In the useGeolocation function, we create the latitude and longitude reactive data with ref. In the successCallback callback, we get the user’s geolocation and assign the latitude and longitude values to the corresponding reactive data.

In the onMounted hook, we call the navigator.geolocation.getCurrentPosition method to get the geolocation. In the onBeforeUnmount hook, we call the navigator.geolocation.clearWatch method to cancel the geolocation acquisition.

By doing this, we can reuse the logic of obtaining geolocation in multiple components without having to rewrite the same code in each component. This enhances the reusability and maintainability of the code and makes the logic clearer.

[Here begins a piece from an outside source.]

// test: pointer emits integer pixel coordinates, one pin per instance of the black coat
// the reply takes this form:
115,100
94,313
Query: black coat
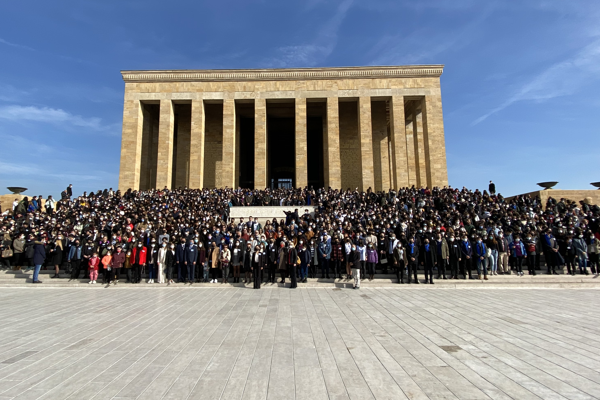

Summary of the Composition API

Finally, let’s summarize the best practices for developing with the Composition API:

Single responsibility principle: Group related logic and state into a single custom function to make the code clearer and more maintainable.
Use reactive functions: Use ref to wrap basic data types and reactive to wrap objects or arrays for reactive tracking.
Use computed: Create computed properties using the computed function to dynamically calculate values based on dependent data, avoiding redundant calculations and manual dependency tracking.
Use watch: Use the watch function to observe changes in reactive data and execute corresponding operations, such as sending network requests, updating states, etc.
Combine multiple functions: Logic can be composed by calling multiple custom functions, making the code more reusable and testable.
Use provide and inject: Use the provide function in the parent component to provide data, and then use the inject function in the child component to inject these data to achieve cross-component data sharing.
Utilize lifecycle hooks: Use lifecycle hooks such as onMounted, onBeforeUnmount, etc., to execute corresponding operations, such as subscribing to events, sending requests, etc.
Separate side-effect code: Place code that has side effects (such as timers, network requests, etc.) in onMounted and onBeforeUnmount hooks to ensure correct initialization and cleanup.